Вольные города в Европе, не находящиеся под ферулой Священной Римской империи или монархий, – существовали со времен Средневековья. Религиозная коммуна Мюнстера, вольные города Гамбург и Бремен, а также города, обладавшие промежуточным статусом «вольный имперский город» (например, Фрайбург и Страсбург) – воспитывали принципиально иные характеры, нежели у обитателей городов, находившихся во власти централизованного управления. Организация торговых городов в свой собственный Ганзейский союз – союз существовал поверх границ и политических территорий, вне зависимости от воли папы и императора, как отдельная вольная страна. Поход Ивана Грозного на Новгород и был связан с тем, что вольный Новгород входил в Ганзу, и новгородское вече, форма самоуправления города, ставила достоинство горожан Новгорода выше принадлежности к государству. Первое, что сделал Иван IV, вступив в разрушенный Новгород, – приказал вырвать язык большому колоколу, сзывавшему народ на вече. Вопрос лишь в том, способен ли горожанин опыт воспринять – осознать себя прежде всего членом коммуны и уже потом – представителем государства или нации. Исследование Огюстена Тьерри описывает историю коммун, начиная с коммуны города Камбре, возникшей в результате городской революции в 1076 г. Как и в случае Парижской коммуны, коммуна в Камбре была подавлена: никому так не мстят, как соотечественнику, который посмел быть более свободным, нежели его сосед. «Солдаты преследовали бегущих до церквей и убивали всех, кто попадал им в руки. Пленникам они ломали руки или ноги, выкалывали глаза или волокли к палачу», – цитирует Тьерри хронику. В XIX в. количество расстрелянных без суда (по суду расстреляли немногим более ста человек) достигало, по некоторым данным, и 40 тысяч.
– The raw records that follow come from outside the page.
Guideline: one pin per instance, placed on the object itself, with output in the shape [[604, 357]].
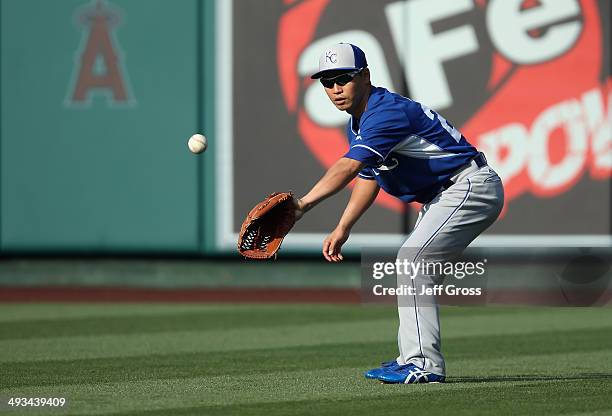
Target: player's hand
[[299, 208], [333, 243]]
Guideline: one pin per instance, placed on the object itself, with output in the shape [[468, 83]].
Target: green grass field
[[191, 359]]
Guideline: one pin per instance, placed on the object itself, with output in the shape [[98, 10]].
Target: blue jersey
[[409, 149]]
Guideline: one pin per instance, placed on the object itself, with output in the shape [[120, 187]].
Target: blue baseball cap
[[341, 56]]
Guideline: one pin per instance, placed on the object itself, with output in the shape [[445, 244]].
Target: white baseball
[[197, 143]]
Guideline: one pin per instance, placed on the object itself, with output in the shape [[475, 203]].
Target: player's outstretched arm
[[335, 179], [364, 193]]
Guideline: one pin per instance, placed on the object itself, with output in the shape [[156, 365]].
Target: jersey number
[[445, 125]]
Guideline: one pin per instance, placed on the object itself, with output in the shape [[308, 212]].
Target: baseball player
[[414, 154]]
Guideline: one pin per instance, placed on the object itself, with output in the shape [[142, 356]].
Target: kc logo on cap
[[341, 57]]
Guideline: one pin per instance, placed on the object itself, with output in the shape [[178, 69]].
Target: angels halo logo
[[526, 81]]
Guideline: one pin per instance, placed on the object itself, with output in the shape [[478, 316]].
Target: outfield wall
[[98, 99]]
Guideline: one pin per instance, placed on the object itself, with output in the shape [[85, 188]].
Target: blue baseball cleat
[[409, 374], [377, 372]]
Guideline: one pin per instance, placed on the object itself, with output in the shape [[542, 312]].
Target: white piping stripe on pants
[[446, 226], [416, 311]]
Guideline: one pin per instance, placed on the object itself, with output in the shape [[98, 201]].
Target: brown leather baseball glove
[[266, 225]]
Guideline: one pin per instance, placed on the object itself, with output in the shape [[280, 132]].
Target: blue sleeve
[[380, 133], [367, 173]]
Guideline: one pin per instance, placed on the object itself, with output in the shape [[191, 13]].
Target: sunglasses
[[341, 79]]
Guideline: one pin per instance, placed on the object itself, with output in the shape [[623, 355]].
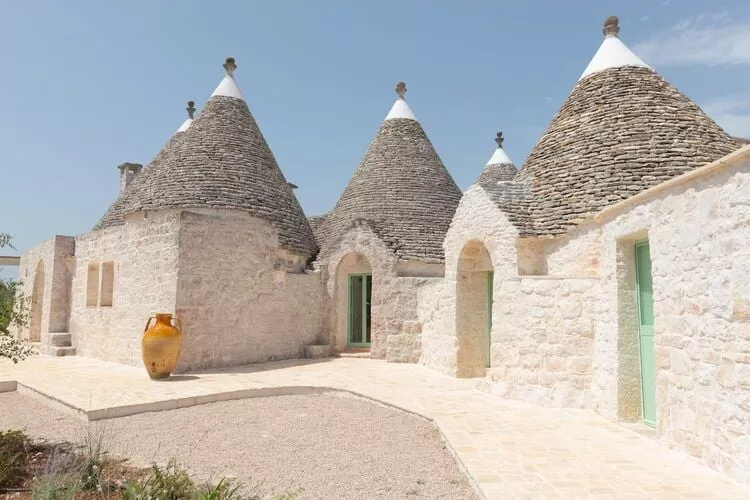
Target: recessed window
[[92, 285], [108, 279]]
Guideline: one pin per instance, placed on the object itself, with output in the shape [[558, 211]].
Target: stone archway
[[474, 310], [352, 307], [37, 304]]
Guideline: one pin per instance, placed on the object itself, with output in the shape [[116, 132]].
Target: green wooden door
[[360, 297], [646, 331], [490, 278]]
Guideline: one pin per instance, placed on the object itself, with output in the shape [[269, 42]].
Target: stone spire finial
[[401, 89], [499, 140], [230, 66], [611, 26]]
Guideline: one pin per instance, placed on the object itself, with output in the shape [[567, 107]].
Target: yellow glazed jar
[[161, 345]]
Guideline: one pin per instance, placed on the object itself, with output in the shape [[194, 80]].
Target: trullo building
[[610, 272]]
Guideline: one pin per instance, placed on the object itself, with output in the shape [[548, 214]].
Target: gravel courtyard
[[331, 445]]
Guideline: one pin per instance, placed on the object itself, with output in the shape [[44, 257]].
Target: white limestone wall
[[543, 340], [396, 330], [699, 233], [477, 219], [235, 296], [57, 260], [144, 252], [40, 254], [578, 253], [542, 326]]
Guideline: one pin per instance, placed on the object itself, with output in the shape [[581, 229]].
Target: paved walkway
[[510, 449]]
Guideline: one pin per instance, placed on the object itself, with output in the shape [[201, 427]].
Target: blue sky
[[87, 85]]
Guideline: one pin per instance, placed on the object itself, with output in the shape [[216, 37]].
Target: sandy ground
[[333, 445]]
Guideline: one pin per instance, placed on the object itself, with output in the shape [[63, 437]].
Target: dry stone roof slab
[[401, 190], [621, 130], [223, 161]]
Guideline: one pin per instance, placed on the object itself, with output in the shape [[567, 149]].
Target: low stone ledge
[[317, 351]]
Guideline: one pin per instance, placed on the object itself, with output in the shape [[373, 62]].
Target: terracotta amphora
[[161, 345]]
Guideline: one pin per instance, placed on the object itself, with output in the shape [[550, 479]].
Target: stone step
[[60, 339], [59, 351], [354, 353], [317, 351]]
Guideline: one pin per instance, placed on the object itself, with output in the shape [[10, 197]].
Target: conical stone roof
[[401, 190], [116, 212], [499, 168], [223, 161], [621, 130]]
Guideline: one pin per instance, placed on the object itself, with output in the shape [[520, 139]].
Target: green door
[[360, 296], [646, 331], [490, 278]]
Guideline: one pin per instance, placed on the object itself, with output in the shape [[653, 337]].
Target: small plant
[[223, 490], [169, 483], [13, 457], [55, 487], [290, 495]]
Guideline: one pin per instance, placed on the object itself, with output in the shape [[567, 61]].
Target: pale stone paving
[[510, 449]]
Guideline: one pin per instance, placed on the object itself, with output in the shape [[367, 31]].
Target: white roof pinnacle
[[191, 111], [400, 109], [228, 87], [499, 156], [612, 53]]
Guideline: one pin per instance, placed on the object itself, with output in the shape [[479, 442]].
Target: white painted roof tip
[[612, 53], [499, 157], [185, 125], [191, 112], [401, 110], [228, 88]]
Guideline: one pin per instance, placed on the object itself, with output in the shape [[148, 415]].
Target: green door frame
[[490, 279], [367, 277], [644, 293]]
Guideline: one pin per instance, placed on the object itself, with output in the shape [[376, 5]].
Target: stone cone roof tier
[[223, 161], [499, 167], [401, 190], [316, 223], [621, 131], [116, 212]]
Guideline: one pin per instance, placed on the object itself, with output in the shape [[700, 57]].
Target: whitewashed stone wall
[[396, 330], [55, 257], [542, 340], [236, 297], [144, 252], [698, 233], [542, 326]]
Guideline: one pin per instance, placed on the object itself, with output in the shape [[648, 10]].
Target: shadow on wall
[[474, 310]]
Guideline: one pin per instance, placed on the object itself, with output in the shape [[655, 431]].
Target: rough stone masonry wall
[[144, 254], [396, 330], [57, 260], [241, 298], [542, 328], [698, 234]]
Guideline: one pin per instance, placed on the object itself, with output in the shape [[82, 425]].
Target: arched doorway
[[353, 303], [37, 304], [474, 310]]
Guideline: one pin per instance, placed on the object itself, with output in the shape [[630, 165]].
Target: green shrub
[[170, 483], [55, 487], [13, 457], [92, 455], [223, 490]]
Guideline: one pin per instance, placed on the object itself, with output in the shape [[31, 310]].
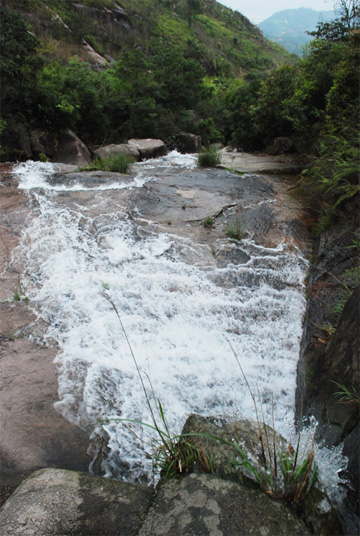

Уместно продолжить хронику коммуны Камбре, хотя бы для того, чтобы показать неутолимую жажду самоорганизации. После жестокой расправы коммуна возобновлялась еще дважды: в 1107 и 1021 гг. коммуна просуществовала с перерывами вплоть до XIV в. – этот пример не уникален. По следам Камбре восставали и превращали свои города в коммуны граждане Нуайона и Бовэ (как сообщает хронист, «посредством мятежного заговора»); вот цитата из хартии города Бовэ: «все люди, поселившиеся в черте городской стены Бовэ и в предместьях города, от какого бы сеньора ни зависела та земля, на которой они живут, входят в состав коммуны. На всем пространстве города всякий обязан оказать законную помощь другому по мере своих сил». Вот хартия коммуны Сен-Кантена: «Члены коммуны совершенно свободны распоряжаться своим имуществом и самими собой. Никто не может потребовать от них чего бы то ни было, если на это не будет решения эшевенов (выбранных голосованием депутатов. – М.К.); никто не вправе обратить никого из них в крепостное состояние».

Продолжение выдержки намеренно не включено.